When I posted a tweet saying that I had my own visits from the black dog, it was partially borne from knowing several submissives who have had their own experiences with mental health conditions. Those are their conditions, and not my stories to tell, but they have spanned across a multitude of issues.
I have always been very much against the stigma that comes with mental health. A person can have a broken leg, and society expects them to heal. We are realistic about it; a sports player, for example, may see an end to their field career, but we still accept that the person has a wealth of knowledge and expertise if they diversify into another area. If a person experiences a break to the mind, we treat it with suspicion and recoil. But much like the person who has a cast on their leg for a few weeks, the person who has a break to the mind may also heal, if given sufficient support and resources. Much like the sportsperson, they too may have an injury so grave that they have to make other changes to their life. Yet they still have years of experience and knowledge to offer. Even some racehorses survive a fall.
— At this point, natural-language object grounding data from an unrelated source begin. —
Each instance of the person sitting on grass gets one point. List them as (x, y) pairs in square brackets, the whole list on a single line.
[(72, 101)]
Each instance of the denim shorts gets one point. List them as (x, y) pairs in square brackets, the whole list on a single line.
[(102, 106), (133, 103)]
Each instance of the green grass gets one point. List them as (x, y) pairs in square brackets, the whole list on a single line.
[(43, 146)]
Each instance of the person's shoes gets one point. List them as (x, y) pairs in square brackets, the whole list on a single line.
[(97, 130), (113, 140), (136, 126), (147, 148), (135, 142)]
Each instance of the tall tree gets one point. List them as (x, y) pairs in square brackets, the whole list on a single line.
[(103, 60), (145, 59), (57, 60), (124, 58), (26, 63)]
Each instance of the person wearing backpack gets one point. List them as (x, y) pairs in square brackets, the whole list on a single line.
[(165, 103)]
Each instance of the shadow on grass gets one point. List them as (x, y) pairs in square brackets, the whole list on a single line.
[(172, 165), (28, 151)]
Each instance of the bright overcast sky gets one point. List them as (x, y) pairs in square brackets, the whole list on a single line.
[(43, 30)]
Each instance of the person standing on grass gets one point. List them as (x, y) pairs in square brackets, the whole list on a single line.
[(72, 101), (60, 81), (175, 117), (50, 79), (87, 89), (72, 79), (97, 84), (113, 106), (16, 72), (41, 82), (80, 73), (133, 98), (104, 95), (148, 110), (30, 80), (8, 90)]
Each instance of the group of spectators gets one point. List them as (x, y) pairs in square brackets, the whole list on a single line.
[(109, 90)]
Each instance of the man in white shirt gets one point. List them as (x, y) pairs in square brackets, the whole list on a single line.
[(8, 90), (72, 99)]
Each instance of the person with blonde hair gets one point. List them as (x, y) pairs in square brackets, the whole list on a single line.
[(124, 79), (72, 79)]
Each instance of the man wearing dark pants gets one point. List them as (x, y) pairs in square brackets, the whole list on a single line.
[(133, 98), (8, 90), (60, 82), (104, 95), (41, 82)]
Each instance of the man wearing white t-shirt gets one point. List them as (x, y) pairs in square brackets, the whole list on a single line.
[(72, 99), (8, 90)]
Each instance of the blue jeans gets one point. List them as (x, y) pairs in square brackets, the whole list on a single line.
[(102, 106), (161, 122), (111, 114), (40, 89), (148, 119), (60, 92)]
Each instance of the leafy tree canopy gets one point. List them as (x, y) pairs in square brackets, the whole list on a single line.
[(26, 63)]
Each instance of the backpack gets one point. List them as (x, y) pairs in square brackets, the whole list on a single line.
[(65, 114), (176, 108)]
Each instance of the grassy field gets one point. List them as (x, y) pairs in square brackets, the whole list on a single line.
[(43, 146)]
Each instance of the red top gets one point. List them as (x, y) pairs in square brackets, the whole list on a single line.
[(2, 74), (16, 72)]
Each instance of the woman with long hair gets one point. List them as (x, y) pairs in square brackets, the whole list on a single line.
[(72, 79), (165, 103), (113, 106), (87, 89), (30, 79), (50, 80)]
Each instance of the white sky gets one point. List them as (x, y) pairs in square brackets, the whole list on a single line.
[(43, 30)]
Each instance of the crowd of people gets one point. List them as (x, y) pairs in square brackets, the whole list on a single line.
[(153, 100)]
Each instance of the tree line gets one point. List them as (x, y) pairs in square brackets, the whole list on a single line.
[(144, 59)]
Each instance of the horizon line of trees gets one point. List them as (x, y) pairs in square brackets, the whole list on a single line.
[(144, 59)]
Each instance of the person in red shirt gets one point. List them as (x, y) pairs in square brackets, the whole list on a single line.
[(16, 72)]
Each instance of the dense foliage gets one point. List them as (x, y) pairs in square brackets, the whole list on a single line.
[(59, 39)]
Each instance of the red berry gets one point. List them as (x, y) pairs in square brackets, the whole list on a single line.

Like many people, I was of the opinion that the pandemic and concurrent lockdowns did nothing for people’s mental health. Humans are a social species by nature and seek the companionship of others. Loneliness does nothing for the psyche or the soul. I do not think it is normal to see family and friends over an electronic device for years, lose years of your youth to being a shut-in, or lose family members. I have wondered a lot, even now, about the long term impacts it continues to have on people, even with things like social anxiety. I work with some younger people who have terrible levels of anxiety speaking to people, in a way I simply did not at their age, and part of me wonders if it is in part due to being cut off from a key aspect of social development. There are people I know who developed severe issues with anxiety and depression throughout the pandemic that they still live with now. Whether or not those issues were dormant inside them and the isolation only provided fertile breeding room for the conditions to develop is open to interpretation, but I do know first hand of people who watched cracks appear across ice psychologically, and they have never quite managed to pull themselves out of the water.
Which brings me to my other point in saying that I had experienced my own issues with a black dog. I do not see the shame nor stigma in these conditions. Sessions for many become confessional booths, where they will tell you things that they do not feel able to tell anyone else. Perhaps some of it is because they know they also pay for privacy, and thus it is easier to tell someone like me that you have struggled with anxiety, depression or worse because I will not make you do anything with this outside the confines of a session. I am not your mother, sister, wife or friend. You can block me and never have to deal with an issue that you can drown out with any other noise or shiny toy. I will not be there consistently to nag you about responsibilities, or encourage you to do anything about problems. For some people, that works, and it is probably why it is easier to tell me. I am the distraction, the glitter and rainbows, to the putrefaction of reality.
If, however, someone you find entertaining on the internet saying they just see a struggle with mental health as being akin to getting over a broken leg and they too have had problems with depression as a catalyst for things in your own life, and this relates to you on some level, here are some resources:
I started writing this blog as I was beginning to write another one regarding people working out traumatic events in their lives via BDSM. One of the examples I used was religion; having been raised Catholic, I can understand why a person would use role play to work out their own issues. That, however, is a blog for another day. I do not practice the religion anymore, but I am quite spiritual in that I believe you get what you return to the universe. I am paid to be extremely cruel to those who want me to be extremely cruel to them. In turn, I believe you settle your karmic balance by extending kindness and compassion to those who also need it. We are all only merely human at the end of the day.